[poppler] pdf to xml update

Thu Sep 15 08:43:08 PDT 2011

Josh Richardson <jric <at> chegg.com> writes:

> 
> 1. I'd like to point out that pdftohtml also has a "coalescence" function
> which attempts to make paragraphs out of PDF, but is so far very
> rudimentary and inaccurate, and could definitely benefit from some good
> algorithmic sauce.  Perhaps we could figure out how to create functions at
> the poppler library level to be leveraged across applications.  I'd be
> happy to contribute.
> 2. Dave, why do you say that you cannot read unicode, and you want 8-bit
> in plain English?  Unicode is great for describing English, as well as
> every other human language.  ASCII is encoded in 7 bits, and once you get
> into that eighth bit, you better know what the encoding is, otherwise you
> may misinterpret the meaning.  What exactly is the problem you're facing?
> For pdftohtml, we found that many documents were encoded with glyphs from
> embedded fonts that had no unicode mapping.  If you need to be able to
> interpret that text without reference to the embedded font, then I think
> you'll have to do pattern-matching on the rendered glyph.  Not something
> I'm planning to undertake, but sounds like fun!
> 
> --josh
> 

HI Josh thanks for your reply

  In the file Gfx I read the commands and I have access to the string of
character directly from those commands, the text is a parameter, of TJ or Tj,
since all the pieces of text from the same paragraph are always between BT
(begin text) and ET (end text) I can correctly extract the whole paragraph, so i
dont need to made any guess or more complex process.
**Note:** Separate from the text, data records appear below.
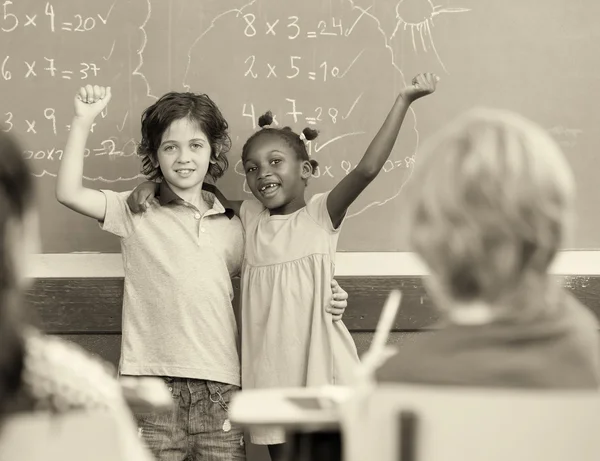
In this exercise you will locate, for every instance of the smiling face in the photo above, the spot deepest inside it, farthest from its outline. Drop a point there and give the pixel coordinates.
(184, 158)
(275, 174)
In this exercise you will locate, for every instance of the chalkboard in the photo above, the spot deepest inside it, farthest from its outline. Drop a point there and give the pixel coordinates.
(336, 65)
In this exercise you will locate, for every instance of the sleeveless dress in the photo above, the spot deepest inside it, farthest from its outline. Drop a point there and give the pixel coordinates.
(288, 340)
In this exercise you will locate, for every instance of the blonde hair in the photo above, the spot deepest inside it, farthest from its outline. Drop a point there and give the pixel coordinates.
(489, 206)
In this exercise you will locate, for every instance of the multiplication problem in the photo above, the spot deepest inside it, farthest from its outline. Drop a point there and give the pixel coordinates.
(108, 147)
(322, 72)
(10, 21)
(9, 122)
(316, 116)
(31, 69)
(290, 27)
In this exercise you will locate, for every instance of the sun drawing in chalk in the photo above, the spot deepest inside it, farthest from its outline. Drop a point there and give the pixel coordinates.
(416, 17)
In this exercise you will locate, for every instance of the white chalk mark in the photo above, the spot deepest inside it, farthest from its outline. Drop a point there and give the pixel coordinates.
(351, 28)
(238, 11)
(435, 49)
(140, 52)
(337, 138)
(383, 202)
(105, 19)
(106, 58)
(352, 63)
(344, 117)
(95, 179)
(123, 124)
(391, 51)
(423, 28)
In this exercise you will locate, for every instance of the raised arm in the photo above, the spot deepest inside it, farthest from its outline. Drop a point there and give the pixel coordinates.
(349, 188)
(89, 102)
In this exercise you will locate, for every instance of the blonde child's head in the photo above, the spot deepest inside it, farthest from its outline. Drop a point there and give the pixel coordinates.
(490, 204)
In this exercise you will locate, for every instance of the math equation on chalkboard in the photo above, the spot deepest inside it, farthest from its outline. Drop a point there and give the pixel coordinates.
(336, 66)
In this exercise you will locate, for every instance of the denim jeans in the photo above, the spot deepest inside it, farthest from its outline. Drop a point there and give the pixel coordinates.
(197, 428)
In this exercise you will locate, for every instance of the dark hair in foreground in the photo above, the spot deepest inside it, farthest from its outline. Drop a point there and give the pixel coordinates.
(286, 134)
(16, 198)
(198, 108)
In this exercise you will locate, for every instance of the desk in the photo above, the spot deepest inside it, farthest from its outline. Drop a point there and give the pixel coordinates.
(309, 416)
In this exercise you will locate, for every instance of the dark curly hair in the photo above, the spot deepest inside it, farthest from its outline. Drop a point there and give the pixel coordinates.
(16, 198)
(287, 134)
(173, 106)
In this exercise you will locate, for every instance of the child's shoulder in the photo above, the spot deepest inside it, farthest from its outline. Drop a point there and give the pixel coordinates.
(249, 209)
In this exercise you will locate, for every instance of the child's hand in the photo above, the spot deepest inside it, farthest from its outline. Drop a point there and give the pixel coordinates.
(422, 85)
(339, 301)
(140, 198)
(91, 100)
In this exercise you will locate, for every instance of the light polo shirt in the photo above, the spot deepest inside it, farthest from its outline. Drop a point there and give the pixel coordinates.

The problem with this way
is, sometimes instead of letters, I got some weird stuffs (it prints like a 2x2
table with numbers), but if instead of extract the text from the commands I
extract it before rendering (which is what most of people do) I can actually
read the string of characters, so my question is, im not sure what is the piece
of code that made the translation, So far I also made some heuristics to
separate paragraphs, it works most of the time, but not always, but i think if i
can find a way to translate the other code then i will have something that works
all the time.